Le sujet de Welcome to New York appelle à la polémique et les producteurs estiment, sans doute à raison d’ailleurs, qu’un grand nombre de spectateurs voudra le voir par curiosité. Si le film sortait en salles quelque temps après Cannes, comme c’est souvent le cas, le piratage serait sûrement très important. Les deux producteurs précisent par ailleurs qu’ils pensent toucher beaucoup plus de monde en passant par internet. Dans les salles, le long-métrage serait diffusé sur 200 à 250 salles "seulement", alors qu’il y a 20 millions de clients potentiels chaque jour sur internet.

Au-delà de ces raisons pratiques, Vincent Maraval entend faire de ce film le porte-étendard de sa lutte contre le financement du cinéma en France. En décembre 2012, il avait suscité une polémique en critiquant les salaires des acteurs français et plus largement ce système où les productions ne sont pas financées grâce aux entrées dans les salles, mais par les apports des chaînes de télévision et de l’État. En conséquence, Welcome to New York n’a pas été financé du tout en France, mais exclusivement aux États-Unis. Sans cela, le film aurait été contraint de sortir en salles, même si ce n’était que dans une salle pour une séance par jour (on parle alors de sortie technique).

Tournage du film à New York : Gérard Depardieu interprète Dominique Strauss-Khan, Jacqueline Bisset joue le rôle d’Anne Sinclair.

Le financement est un point, mais la motivation essentielle pour court-circuiter les salles de cinéma est la fameuse "chronologie des médias" française. La sortie d’un film est très encadrée et il faut respecter un grand nombre de règles, tant sur le plan du calendrier que sur des aspects techniques. Ainsi, on ne peut pas faire de publicité à la télévision pour une œuvre qui vient de sortir au cinéma, ce qui explique que l’on n’en voit que pour les sorties à la vente, six mois après.

Welcome to New York devrait bénéficier d’une large campagne publicitaire, mais le vrai problème au fond, c’est que le film ne peut pas sortir au cinéma et sur internet en même temps. Il a fallu choisir et les producteurs ont choisi la VOD : pour 7 € environ, on devrait pouvoir le regarder via l’iTunes Store, mais aussi sur les plateformes de Free, d’Orange et d’autres encore. Ajoutons que le film d’Abel Ferrara devrait sortir pendant le Festival de Cannes, dans un petit mois donc.

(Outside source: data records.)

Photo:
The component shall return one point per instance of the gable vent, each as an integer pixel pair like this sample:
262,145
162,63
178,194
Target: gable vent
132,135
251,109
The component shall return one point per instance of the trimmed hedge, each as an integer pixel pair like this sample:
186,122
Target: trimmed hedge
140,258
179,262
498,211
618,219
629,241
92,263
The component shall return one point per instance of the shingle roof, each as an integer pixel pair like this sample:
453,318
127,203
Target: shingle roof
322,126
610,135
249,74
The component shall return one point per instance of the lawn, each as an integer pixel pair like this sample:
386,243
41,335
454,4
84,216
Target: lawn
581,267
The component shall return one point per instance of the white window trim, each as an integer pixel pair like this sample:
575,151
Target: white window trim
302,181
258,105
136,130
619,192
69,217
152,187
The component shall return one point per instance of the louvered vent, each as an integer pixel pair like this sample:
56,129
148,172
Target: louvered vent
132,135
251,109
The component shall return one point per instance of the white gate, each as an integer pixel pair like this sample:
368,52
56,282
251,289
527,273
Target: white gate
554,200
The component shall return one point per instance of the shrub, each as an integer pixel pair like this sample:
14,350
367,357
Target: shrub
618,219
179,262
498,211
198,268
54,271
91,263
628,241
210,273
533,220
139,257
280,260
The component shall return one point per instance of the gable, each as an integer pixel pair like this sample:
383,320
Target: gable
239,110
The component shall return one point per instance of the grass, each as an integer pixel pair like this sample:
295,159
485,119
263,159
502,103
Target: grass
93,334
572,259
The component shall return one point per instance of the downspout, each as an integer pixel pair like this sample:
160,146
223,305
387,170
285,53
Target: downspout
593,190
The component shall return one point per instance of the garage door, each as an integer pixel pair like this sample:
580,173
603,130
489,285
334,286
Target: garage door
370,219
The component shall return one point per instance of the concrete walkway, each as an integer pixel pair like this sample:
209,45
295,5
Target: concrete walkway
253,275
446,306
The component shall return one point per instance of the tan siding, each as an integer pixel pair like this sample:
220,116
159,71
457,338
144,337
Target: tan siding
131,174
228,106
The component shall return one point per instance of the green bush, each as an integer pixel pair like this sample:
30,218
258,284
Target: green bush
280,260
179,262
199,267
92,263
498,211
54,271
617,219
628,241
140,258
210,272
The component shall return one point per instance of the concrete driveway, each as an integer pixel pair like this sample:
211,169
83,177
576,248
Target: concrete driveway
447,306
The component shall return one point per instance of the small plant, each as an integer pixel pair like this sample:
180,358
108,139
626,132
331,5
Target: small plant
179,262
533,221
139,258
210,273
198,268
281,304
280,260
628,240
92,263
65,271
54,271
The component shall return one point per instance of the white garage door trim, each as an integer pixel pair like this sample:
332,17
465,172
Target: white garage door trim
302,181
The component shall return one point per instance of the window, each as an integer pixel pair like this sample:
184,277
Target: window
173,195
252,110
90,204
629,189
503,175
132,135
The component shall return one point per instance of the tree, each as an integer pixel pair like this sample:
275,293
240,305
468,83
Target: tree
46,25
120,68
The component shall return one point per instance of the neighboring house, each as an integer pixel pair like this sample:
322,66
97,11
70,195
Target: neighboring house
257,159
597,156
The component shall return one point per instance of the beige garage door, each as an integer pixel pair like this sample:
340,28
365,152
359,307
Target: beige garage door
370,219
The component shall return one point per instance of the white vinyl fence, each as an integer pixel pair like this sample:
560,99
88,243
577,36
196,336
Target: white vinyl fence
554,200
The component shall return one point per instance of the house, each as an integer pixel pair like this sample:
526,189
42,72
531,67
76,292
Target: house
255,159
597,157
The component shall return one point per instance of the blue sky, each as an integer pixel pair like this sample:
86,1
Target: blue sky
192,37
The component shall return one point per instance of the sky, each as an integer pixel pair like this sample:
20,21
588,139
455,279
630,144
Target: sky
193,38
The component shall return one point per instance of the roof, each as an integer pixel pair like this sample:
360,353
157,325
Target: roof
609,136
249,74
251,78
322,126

Il sera intéressant de suivre cette sortie pas comme les autres, notamment pour savoir si on peut rentabiliser une production cinématographique sans respecter la méthode traditionnelle. On note au passage qu’à un mois de la sortie, on ne sait rien, ou presque, sur le long-métrage : il n’y a qu’un synopsis, une affiche et une photo, mais pas de bande-annonce et très peu d’informations. Une stratégie de discrétion qui pourrait faire son effet sur internet.

Abel Ferrara

Au-delà de l’aspect financier, Welcome to New York devrait ajouter de l’eau au moulin de tous ceux qui veulent ajouter de la souplesse au cinéma français. Comme le rappelle Brahim Chioua en fin d’interview, l’idée n’est pas que tous les films sortent dans les salles et sur internet en même temps, mais plutôt que ce soit possible. Rappelons que cette chronologie des médias contraignante est le principal blocage à l’arrivée d’une offre comme Netflix en France.